CHANG: I saw that; you're building thousands of emergency shelter beds and city recreation centers to house people, but that would mean a lot of them will be living more closely together indoors. So what are you doing to make sure that that doesn't just accelerate the spread of COVID-19 among the homeless?

GARCETTI: Well, two things. We got that advice from our public health officials here to do that, that it was better than people being on the streets, but we're screening everybody ahead of time. So it'll be one of the safest places, actually, for anybody to be - spacing them at a proper distance and making sure that there's health care on-site so that anybody who has a fever with regular checks would immediately be quarantined and taken elsewhere.

CHANG: OK.

GARCETTI: Second, we think we'll have twice as many beds that will be in hotels and motels than in those shelters. So these will be isolated areas where people can be protected and-or get well.

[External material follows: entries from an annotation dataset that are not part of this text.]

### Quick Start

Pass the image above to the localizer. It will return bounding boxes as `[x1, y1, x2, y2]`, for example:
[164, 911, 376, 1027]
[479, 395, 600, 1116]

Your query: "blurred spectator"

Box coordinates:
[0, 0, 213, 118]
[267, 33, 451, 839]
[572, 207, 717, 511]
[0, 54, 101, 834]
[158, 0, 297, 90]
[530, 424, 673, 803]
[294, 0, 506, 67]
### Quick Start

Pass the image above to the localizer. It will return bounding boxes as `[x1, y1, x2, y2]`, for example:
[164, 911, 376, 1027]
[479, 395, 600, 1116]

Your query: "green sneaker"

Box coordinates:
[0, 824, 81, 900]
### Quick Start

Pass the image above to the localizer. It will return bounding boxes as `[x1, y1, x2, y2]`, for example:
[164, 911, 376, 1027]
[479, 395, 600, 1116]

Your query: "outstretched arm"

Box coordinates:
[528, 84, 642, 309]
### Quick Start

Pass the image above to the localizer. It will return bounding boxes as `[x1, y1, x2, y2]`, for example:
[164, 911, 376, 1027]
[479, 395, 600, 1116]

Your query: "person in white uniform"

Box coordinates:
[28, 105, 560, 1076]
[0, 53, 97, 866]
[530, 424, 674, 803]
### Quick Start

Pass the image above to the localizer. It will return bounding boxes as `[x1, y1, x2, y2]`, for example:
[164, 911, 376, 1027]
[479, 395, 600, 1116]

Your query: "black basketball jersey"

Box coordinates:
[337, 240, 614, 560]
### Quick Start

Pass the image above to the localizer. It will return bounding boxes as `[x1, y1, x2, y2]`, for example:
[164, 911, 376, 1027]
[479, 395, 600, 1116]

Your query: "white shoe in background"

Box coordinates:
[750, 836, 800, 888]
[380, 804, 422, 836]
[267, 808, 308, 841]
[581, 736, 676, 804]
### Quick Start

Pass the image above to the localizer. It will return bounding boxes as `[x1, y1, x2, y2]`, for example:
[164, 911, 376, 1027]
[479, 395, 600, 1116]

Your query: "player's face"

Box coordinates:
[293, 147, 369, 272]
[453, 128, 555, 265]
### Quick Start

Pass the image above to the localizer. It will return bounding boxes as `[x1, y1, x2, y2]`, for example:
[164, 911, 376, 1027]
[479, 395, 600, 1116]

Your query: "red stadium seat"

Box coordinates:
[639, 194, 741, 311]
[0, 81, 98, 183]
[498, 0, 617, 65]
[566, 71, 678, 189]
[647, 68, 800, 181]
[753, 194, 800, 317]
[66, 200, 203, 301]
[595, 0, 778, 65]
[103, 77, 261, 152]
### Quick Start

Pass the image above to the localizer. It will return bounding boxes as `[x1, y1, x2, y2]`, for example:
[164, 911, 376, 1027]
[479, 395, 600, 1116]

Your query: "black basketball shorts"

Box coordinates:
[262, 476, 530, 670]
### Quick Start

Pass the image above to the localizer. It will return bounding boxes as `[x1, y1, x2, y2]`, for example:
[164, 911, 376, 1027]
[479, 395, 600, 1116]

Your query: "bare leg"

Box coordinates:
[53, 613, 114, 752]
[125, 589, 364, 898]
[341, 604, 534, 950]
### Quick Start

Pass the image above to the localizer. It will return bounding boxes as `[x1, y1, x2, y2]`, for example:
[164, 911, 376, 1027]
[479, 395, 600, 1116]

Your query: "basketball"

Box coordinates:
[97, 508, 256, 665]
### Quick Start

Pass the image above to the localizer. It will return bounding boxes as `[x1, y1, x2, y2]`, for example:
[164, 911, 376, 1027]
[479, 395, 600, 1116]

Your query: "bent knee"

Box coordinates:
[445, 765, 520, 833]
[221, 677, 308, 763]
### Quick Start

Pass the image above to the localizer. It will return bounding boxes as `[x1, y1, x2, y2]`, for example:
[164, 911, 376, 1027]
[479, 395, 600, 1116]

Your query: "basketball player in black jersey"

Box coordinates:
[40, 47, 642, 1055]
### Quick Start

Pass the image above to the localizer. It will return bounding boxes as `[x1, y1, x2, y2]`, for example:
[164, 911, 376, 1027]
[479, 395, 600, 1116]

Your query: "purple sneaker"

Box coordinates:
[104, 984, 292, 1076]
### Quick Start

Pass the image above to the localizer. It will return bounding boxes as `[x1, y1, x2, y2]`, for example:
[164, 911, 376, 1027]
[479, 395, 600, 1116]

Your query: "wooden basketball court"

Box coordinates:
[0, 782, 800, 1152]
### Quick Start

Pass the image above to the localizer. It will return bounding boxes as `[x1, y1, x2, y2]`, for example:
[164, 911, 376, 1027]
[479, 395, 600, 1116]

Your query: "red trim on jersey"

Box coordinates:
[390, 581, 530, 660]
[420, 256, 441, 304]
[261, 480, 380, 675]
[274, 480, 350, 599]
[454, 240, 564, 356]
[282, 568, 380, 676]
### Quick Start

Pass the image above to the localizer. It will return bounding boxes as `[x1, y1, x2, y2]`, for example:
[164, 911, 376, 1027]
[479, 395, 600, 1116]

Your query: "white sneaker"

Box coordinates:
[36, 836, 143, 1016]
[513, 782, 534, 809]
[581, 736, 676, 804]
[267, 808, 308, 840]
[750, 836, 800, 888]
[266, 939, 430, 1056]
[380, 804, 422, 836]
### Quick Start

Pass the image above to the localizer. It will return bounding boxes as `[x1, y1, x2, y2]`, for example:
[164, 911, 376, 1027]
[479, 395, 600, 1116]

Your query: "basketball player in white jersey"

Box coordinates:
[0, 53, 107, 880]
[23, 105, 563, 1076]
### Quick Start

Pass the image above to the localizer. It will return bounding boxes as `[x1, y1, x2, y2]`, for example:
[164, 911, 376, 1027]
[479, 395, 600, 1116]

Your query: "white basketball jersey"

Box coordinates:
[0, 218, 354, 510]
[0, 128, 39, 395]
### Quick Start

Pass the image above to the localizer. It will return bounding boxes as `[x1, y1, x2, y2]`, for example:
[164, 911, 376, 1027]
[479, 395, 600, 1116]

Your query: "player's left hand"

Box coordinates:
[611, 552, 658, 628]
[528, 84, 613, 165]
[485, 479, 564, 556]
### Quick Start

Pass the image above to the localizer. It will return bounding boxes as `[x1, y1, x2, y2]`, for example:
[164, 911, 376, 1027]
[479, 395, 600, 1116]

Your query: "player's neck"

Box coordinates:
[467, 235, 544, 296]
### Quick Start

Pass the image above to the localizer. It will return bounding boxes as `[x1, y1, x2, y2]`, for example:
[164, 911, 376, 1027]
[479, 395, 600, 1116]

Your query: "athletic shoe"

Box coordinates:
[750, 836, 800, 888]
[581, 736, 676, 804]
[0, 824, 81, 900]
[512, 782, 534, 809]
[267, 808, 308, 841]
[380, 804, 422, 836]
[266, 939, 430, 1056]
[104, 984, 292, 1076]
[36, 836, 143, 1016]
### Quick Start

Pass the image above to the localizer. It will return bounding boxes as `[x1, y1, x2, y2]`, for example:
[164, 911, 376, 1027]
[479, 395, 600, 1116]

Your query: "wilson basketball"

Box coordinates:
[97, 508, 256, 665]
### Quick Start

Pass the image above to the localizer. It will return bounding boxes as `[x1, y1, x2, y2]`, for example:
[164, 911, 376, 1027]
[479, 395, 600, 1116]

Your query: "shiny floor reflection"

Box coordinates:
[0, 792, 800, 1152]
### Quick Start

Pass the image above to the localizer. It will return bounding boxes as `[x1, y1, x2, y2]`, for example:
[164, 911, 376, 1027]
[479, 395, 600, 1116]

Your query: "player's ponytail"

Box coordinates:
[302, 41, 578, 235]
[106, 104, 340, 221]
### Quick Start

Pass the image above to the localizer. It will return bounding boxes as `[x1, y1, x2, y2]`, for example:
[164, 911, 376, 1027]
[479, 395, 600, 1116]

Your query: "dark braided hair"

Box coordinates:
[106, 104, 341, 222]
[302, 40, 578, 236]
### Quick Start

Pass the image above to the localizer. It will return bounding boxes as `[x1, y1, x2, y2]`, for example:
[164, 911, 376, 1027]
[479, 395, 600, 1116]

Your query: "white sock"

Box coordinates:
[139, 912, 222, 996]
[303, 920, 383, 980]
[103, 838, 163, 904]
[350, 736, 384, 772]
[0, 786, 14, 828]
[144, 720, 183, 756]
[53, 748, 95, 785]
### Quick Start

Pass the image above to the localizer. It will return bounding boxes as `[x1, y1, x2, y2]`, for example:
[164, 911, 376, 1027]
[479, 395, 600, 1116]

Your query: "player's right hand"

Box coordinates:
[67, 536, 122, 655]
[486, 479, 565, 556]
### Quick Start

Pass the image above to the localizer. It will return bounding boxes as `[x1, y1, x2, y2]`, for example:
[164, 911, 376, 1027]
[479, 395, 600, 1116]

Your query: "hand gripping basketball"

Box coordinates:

CHANG: I want to talk about LA's trajectory now. New York is, at the moment, the epicenter of the outbreak in the U.S. But as you and Governor Newsom have repeatedly said, the worst is yet to come here in California. What lessons are you learning now, as you're watching New York, to better position LA's hospitals?

GARCETTI: Well, you know, we see - everybody says we're going to be the next X. Iran was the new China. Italy was the new Iran. New York is the new Italy. And many people are saying California will be the new New York.

First and foremost, my message to everybody is be ready no matter where you are and adopt these things as early as possible. In Topeka, Kan., where there's zero cases, my friend, the mayor there, Michelle De La Isla, took this order, and I said thank you; you have saved lives because the best thing you can do for a hospital is to start the social distancing with extreme measures as quickly as possible, as we did here in Los Angeles.

Second, mayors everywhere are scrambling. We're on this crazy kind of confederal system where we're all in the marketplace. We had 100,000 masks from somebody that we always buy from that were ready to come, and they said, sorry, even though you gave us the check and cut the contract, FEMA needed those. It's kind of a crazy environment out there. So we've tried to recall as many health professionals as possible. Over a thousand of those have volunteered to step up, either pro bono or paid, into positions that we're going to need.

CHANG: All right.

GARCETTI: And we're looking at spaces everywhere...

CHANG: OK.

GARCETTI: ...To get more beds.

CHANG: That is Democratic Mayor Eric Garcetti of Los Angeles. Thank you very much for joining us today.

GARCETTI: Thank you. Strength and love to you.